Packager thinks in the box over mineral water challenges
Rapak, which provides bag-in-box packs for food and drinks makers, claims that ongoing developments to the materials it uses in storing mineral waters can provide sustainable alternatives to rigid packaging containing the material bisphenol A (BPA).
Amidst ongoing studies and debate over the safety of using BPA in bottles, the packager says that although the case against the material is far from proven, its ‘taint-free’ system for water may help offset some consumer fears regarding the product.
A spokesperson for Rapak told BeverageDaily.com that despite additional criticism from some governments and organisations’ over packaging tap-available resources like water, interest in such products will remain resilient on a global perspective.
Stephanie Humez claimed that the company had seen large growth over the decade for bag-in-box water solutions, which she said provide a number of sustainable and functional benefits to store mineral water.
“Bag-in-box generates up to five times less waste than rigid containers, thanks to the fact that empty packs collapse fully to reduce space during disposal and the cardboard outer is fully recyclable,” stated Humez.
The spokesperson added that beyond criticisms over packing water in countries like the UK, major markets like France continued to post large sales of mineral water, driven by demand for beverages sold as healthier alternative products.

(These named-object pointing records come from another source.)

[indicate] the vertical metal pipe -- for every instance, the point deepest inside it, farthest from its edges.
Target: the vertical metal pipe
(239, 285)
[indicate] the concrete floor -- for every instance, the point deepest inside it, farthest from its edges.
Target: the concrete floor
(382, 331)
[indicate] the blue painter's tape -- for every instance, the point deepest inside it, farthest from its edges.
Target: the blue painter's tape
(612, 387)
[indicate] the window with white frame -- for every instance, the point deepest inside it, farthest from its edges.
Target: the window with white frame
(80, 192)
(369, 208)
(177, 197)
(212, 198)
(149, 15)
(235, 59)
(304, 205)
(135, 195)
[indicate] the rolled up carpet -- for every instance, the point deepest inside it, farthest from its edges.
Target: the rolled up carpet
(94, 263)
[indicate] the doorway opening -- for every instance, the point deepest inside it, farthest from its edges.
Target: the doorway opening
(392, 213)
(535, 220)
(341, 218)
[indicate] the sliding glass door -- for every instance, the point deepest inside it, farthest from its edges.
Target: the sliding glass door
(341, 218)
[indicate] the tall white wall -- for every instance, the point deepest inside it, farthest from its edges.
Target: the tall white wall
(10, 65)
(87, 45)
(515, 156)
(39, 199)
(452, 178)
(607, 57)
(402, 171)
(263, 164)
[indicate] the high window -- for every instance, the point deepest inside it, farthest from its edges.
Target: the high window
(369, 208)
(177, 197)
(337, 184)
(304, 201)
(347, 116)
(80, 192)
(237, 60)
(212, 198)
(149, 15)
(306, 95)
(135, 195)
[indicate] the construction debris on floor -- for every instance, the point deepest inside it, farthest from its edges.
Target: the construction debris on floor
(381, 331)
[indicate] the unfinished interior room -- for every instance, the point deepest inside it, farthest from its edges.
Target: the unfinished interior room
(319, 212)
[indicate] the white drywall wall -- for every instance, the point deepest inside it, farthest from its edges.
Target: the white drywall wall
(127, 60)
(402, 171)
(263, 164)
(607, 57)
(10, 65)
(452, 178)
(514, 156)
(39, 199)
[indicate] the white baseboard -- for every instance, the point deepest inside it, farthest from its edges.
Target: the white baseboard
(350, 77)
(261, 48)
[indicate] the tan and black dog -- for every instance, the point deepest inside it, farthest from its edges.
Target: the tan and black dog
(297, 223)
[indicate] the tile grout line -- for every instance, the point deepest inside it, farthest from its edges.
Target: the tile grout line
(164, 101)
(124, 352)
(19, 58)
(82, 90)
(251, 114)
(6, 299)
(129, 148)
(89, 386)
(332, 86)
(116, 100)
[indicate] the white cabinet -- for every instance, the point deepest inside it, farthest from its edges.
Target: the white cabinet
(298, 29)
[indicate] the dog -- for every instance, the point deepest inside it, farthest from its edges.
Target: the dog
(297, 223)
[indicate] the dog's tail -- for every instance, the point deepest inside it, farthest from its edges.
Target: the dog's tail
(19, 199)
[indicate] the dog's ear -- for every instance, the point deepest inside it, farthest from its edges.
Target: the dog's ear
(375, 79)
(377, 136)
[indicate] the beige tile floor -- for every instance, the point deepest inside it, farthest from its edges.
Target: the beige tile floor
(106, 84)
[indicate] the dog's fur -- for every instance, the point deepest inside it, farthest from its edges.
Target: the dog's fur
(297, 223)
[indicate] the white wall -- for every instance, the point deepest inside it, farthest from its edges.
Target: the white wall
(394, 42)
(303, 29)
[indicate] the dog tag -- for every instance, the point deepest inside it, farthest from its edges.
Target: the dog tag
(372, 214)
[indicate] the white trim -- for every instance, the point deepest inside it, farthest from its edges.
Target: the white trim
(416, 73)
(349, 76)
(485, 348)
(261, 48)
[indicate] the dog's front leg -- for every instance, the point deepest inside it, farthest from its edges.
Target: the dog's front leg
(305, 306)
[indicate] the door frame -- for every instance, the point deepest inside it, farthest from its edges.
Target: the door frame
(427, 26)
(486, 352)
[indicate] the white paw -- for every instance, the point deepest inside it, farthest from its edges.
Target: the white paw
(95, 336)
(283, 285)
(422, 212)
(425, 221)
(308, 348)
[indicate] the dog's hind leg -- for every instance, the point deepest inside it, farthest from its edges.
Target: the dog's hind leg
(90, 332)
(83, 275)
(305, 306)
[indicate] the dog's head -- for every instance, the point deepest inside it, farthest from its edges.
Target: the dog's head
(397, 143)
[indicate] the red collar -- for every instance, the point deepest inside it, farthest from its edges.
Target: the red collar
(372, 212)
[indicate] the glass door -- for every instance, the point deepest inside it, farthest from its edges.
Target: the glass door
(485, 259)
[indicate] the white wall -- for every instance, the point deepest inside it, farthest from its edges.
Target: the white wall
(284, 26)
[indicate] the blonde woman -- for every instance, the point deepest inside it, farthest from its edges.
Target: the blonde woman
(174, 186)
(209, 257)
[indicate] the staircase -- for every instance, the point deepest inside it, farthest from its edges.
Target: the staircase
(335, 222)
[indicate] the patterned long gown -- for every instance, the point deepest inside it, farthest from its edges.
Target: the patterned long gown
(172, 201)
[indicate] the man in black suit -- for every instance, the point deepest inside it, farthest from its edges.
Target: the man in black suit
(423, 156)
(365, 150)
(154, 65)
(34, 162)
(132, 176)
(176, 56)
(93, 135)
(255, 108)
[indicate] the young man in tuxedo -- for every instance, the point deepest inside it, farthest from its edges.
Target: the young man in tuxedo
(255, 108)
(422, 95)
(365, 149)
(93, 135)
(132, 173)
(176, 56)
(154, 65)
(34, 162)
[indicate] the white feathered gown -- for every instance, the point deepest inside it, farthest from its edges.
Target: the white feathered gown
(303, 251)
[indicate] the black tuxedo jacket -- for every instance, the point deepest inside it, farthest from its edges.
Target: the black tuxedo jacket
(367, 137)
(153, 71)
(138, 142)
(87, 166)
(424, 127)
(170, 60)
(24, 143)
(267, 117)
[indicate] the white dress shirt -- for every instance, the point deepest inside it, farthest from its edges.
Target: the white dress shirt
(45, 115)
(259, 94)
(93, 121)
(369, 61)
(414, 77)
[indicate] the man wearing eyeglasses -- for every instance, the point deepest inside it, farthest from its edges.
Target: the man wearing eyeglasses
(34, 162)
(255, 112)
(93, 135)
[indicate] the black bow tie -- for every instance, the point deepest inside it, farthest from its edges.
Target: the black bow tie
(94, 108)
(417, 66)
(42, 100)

Rapak added that it was continuing to look at developing bag-in-box materials to offer to food and beverage companies for use across the retail and service industry, with water an increasingly important area.
‘Low taint films’
The company says it can work with water bottlers to provide a range of low taint films to be stored in boxes depending on the specific mineral content of certain sources.
Humez said that French water, which is generally more subtle in taste, might be more reliant on the use of its Taint Free materials than others sources that may suit more standard bags.
Rapak claims that the films can reduce reactions between polymers in the packaging and water, which some consumers complain may affect product taste.
“The bag-in-box format, where the bag collapses as the liquid is dispensed, prevents air getting into the product and helps to maintain the quality of the water once the pack is opened,” the company stated. Bacterial growth that can sometime occur as a result of contact with the air can therefore be reduced in the water, according to the manufacturer.
Rapak says that in continuing to push its bag-in-box solutions for use with waters, the group is targeting specific markets such as Northern European, where it says such products are already widely available in five and ten litre sizes.